Como adoeci? Não lembro. Já não lembro de muita coisa agora. De quem é a culpa? Não sei. Talvez minha, talvez de ninguém. Ou, talvez, de todos. Por deixarem o bicho circular. Que morram as pessoas! Assim esses vírus morrem também. Que morram os políticos! Foram eles que deixaram o vírus entrar. Que se explodam e caiam os aviões! Foram eles que trouxeram o vírus para cá. Que morram os mexicanos! Foi lá que tudo começou. Que morram os porcos! Isso veio deles. Que morram os gays! Odeio concorrência.

Agora que morri, posso analisar a minha vida. Vejo que fiz, fiz e acabei por não fazer nada. As vezes, por indecisão. As vezes, por medo. As vezes, por preguiça. Mas o pior foi não fazer por temer o que as pessoas iam dizer. Temer a minha imagem! Agora vejo que isso não tem importância. Que isso passa. Eu teria sido mais feliz se tivesse sido eu mesma.

Talvez eu devesse ter feito valer a pena. Fazer por merecer o ar que respirava.

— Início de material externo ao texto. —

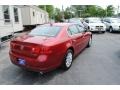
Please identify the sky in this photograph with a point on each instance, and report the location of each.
(68, 5)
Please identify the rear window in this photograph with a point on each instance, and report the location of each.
(49, 31)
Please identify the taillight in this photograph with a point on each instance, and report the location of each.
(36, 50)
(46, 50)
(12, 45)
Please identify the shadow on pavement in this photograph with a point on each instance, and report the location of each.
(18, 76)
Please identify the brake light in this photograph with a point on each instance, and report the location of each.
(12, 45)
(46, 50)
(36, 50)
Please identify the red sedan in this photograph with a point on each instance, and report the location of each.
(49, 46)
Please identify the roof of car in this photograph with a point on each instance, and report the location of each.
(58, 24)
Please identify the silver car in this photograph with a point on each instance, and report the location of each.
(95, 24)
(112, 24)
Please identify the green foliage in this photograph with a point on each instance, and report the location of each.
(48, 8)
(92, 11)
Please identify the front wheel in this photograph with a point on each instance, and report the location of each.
(68, 59)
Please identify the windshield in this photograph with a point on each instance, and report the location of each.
(115, 20)
(49, 31)
(95, 20)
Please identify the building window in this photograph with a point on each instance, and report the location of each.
(33, 13)
(6, 13)
(16, 14)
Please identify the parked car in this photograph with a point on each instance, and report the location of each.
(49, 46)
(112, 24)
(77, 21)
(95, 24)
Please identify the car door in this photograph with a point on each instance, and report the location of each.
(76, 38)
(84, 37)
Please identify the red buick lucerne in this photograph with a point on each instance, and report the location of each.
(49, 46)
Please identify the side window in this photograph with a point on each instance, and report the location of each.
(16, 14)
(6, 13)
(81, 29)
(108, 21)
(73, 30)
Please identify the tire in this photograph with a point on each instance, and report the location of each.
(110, 29)
(89, 43)
(103, 31)
(68, 59)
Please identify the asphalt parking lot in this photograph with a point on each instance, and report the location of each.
(97, 65)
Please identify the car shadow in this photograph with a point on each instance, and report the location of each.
(13, 75)
(115, 33)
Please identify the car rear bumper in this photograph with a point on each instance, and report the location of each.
(32, 64)
(97, 30)
(116, 29)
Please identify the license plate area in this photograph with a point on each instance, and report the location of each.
(21, 61)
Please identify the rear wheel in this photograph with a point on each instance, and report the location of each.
(111, 29)
(89, 43)
(68, 59)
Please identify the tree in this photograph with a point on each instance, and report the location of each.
(49, 9)
(110, 10)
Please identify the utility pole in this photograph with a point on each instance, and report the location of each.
(118, 11)
(62, 13)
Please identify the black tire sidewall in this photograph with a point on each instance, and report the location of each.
(64, 61)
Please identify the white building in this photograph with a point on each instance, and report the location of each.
(32, 15)
(10, 20)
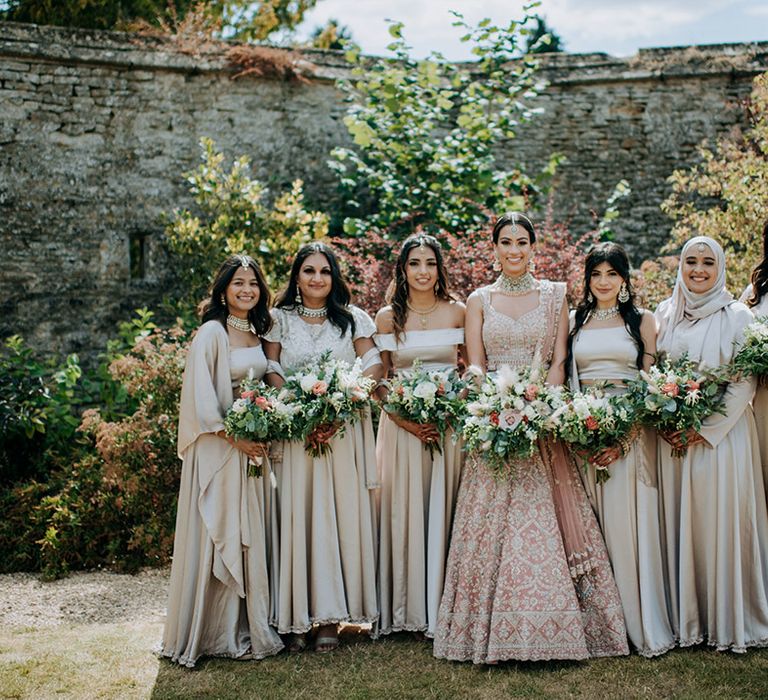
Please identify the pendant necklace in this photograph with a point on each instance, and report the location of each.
(240, 324)
(423, 314)
(604, 314)
(516, 286)
(302, 310)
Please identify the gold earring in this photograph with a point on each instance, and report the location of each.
(623, 293)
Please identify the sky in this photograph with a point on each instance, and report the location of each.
(615, 27)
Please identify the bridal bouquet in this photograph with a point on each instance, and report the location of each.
(331, 393)
(752, 357)
(676, 395)
(427, 396)
(261, 413)
(592, 420)
(508, 414)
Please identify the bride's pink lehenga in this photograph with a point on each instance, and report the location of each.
(510, 592)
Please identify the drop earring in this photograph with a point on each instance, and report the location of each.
(623, 293)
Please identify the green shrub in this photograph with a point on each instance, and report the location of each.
(107, 495)
(234, 218)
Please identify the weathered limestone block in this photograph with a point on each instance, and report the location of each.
(96, 129)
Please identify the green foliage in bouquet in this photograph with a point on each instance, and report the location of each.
(330, 392)
(428, 396)
(677, 395)
(752, 357)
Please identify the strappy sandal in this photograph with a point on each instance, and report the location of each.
(325, 642)
(296, 643)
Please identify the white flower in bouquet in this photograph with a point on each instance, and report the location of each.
(426, 390)
(307, 382)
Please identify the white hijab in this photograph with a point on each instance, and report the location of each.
(685, 304)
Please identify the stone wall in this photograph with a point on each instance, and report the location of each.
(96, 128)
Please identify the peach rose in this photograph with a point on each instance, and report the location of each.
(670, 389)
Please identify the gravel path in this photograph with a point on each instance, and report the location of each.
(83, 598)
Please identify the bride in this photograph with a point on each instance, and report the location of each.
(527, 577)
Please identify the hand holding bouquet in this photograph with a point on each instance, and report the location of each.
(331, 394)
(593, 421)
(675, 397)
(752, 357)
(260, 414)
(508, 415)
(430, 398)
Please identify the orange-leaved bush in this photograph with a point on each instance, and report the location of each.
(117, 505)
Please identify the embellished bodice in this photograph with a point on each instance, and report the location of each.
(436, 348)
(605, 354)
(303, 342)
(241, 360)
(526, 340)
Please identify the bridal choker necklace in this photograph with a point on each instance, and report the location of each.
(423, 313)
(240, 324)
(515, 285)
(604, 314)
(311, 313)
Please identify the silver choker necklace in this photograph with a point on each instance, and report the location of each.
(604, 314)
(240, 324)
(515, 285)
(311, 313)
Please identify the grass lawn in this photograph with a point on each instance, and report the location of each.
(114, 661)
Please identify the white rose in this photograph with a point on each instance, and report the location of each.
(425, 390)
(307, 382)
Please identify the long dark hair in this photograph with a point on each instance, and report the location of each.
(513, 218)
(214, 309)
(760, 274)
(397, 292)
(616, 257)
(339, 297)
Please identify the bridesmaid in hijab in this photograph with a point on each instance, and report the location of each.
(713, 499)
(755, 296)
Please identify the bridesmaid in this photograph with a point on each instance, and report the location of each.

Ter feito algo importante. E uma coisa importante não precisa ser uma coisa grande. As vezes pequenas ações . Ações humanitárias. Isso, as vezes, pode fazer toda a diferença. Até abrir uma janela. Quem garante que eu não adoeci por culpa de um ônibus lotado e fechado? Quem garante que não há ceguinhos e velhinhos morrendo atropelados?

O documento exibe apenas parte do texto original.